Proses pembuatan kerupuk cukup sederhana dan prosesnya serupa. Yakni
dengan mengukus buah atau sayuran yang akan dicampur ke dalam adonan.
Setelah dikukus hingga empuk, lalu digiling hingga betul-betul hancur.
Alat penggilingnya mirip dengan mesin penggiling daging. Setelah itu, semua bahan dicampur dan diaduk hingga rata. Setelah dianggap cukup tercampur, adonan lalu dibentuk sekepal tangan dan ditekan menggunakan 2 buah kayu yang ditekan hingga pipih berbentuk lembaran.
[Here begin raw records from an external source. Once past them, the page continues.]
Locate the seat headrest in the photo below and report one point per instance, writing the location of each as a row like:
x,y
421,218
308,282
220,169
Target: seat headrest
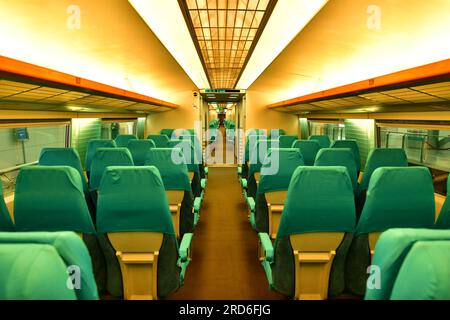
x,y
70,248
93,145
122,139
33,272
353,145
390,252
63,157
319,199
51,199
139,149
398,198
160,140
308,149
424,273
382,158
104,157
172,167
324,141
287,161
133,199
338,157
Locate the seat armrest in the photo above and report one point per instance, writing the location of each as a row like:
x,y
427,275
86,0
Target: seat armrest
x,y
185,246
266,245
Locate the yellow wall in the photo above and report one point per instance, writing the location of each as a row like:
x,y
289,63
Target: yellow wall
x,y
258,116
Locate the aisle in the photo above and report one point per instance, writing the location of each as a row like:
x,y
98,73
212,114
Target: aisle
x,y
225,263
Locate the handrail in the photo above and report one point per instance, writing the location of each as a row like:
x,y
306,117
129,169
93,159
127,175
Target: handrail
x,y
18,167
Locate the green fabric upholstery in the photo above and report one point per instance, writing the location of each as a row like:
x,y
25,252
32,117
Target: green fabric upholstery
x,y
63,157
324,141
33,272
382,158
92,147
397,198
353,145
391,249
174,175
289,160
51,199
308,149
287,141
6,223
134,200
70,248
319,199
424,273
338,157
443,221
122,139
139,149
160,140
105,157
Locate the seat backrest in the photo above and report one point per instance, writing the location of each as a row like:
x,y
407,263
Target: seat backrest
x,y
144,189
443,221
6,223
63,157
104,157
289,160
172,167
391,249
378,158
70,248
338,157
160,140
319,199
398,198
122,139
139,149
51,199
92,147
287,141
353,145
324,140
424,273
33,272
308,149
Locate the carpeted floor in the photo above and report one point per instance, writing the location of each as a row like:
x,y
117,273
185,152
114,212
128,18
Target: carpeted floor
x,y
225,260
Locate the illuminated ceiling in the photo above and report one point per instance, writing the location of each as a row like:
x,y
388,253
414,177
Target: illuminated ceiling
x,y
225,33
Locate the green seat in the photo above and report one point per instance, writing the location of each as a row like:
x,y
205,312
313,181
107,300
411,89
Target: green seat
x,y
143,228
160,140
92,147
424,273
443,221
139,149
353,145
317,220
288,161
63,157
105,157
122,139
338,157
70,249
6,223
286,141
33,272
174,173
308,149
396,198
324,141
390,252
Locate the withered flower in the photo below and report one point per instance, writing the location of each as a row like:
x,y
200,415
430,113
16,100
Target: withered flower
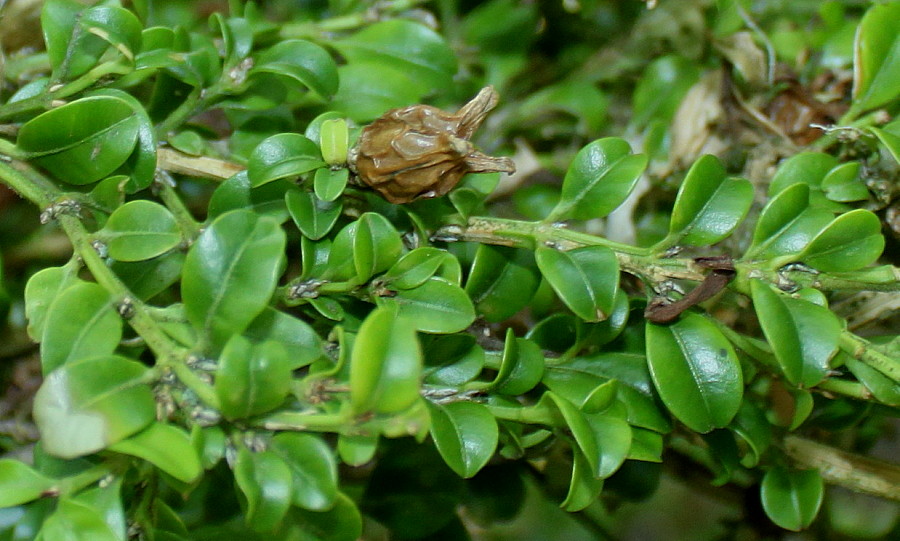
x,y
420,151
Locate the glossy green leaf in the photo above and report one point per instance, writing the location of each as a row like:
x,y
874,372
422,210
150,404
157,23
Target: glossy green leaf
x,y
696,372
267,484
140,230
237,193
301,61
852,241
386,364
81,323
301,343
599,179
376,245
521,366
465,434
804,336
230,273
78,409
792,498
312,466
252,378
19,483
84,140
876,58
281,156
314,217
329,184
165,446
41,290
709,205
501,281
410,47
787,224
586,279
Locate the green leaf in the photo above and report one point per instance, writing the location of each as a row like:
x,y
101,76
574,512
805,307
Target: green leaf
x,y
852,241
436,306
876,58
804,336
598,180
696,372
329,184
252,378
84,140
792,498
386,364
165,446
465,434
78,409
521,366
314,217
281,156
313,468
266,482
501,281
410,47
301,61
787,224
586,279
20,484
80,323
230,273
709,205
140,230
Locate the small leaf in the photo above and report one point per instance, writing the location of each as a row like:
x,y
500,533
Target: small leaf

Lembaran adonan ini lantas dijemur selama kurang lebih 3 jam hingga setengah kering. Lalu diguntingi berbentuk persegi, kemudian dijemur kembali hingga betul-betul kering. Tekstur kerupuk yang baik setelah dijemur kedua kalinya adalah mudah patah atau bisa dipatahkan. “Jika belum bisa patah, maka
penjemuran belum sempurna,” terang Eva.
Untuk proses pengeringan, Eva betul-betul hanya mengandalkan sinar surya. Maka jika musim panas tiba, Eva membuat kerupuk sebanyak-banyak untuk disimpan sebagai cadangan sebelum musim hujan tiba. Dengan proses pengeringan sempurna, kerupuk ini tak perlu dijemur kembali sebelum digoreng.
Hasilnya cantik dan mekar sempurna. Eva menmbandrol harganya Rp 40 ribu per
kilogram dalam kondisi mentah. Kalau dalam kondisi matang, harganya naik jadi
Rp 50 ribu per kilogram.
Beda bahan, beda komposisi Untuk membuat berbagai jenis kerupuk bukan perkara mudah. Tekstur bahan yang berbeda-beda juga berpengaruh pada komposisi bahan adonan lainnya.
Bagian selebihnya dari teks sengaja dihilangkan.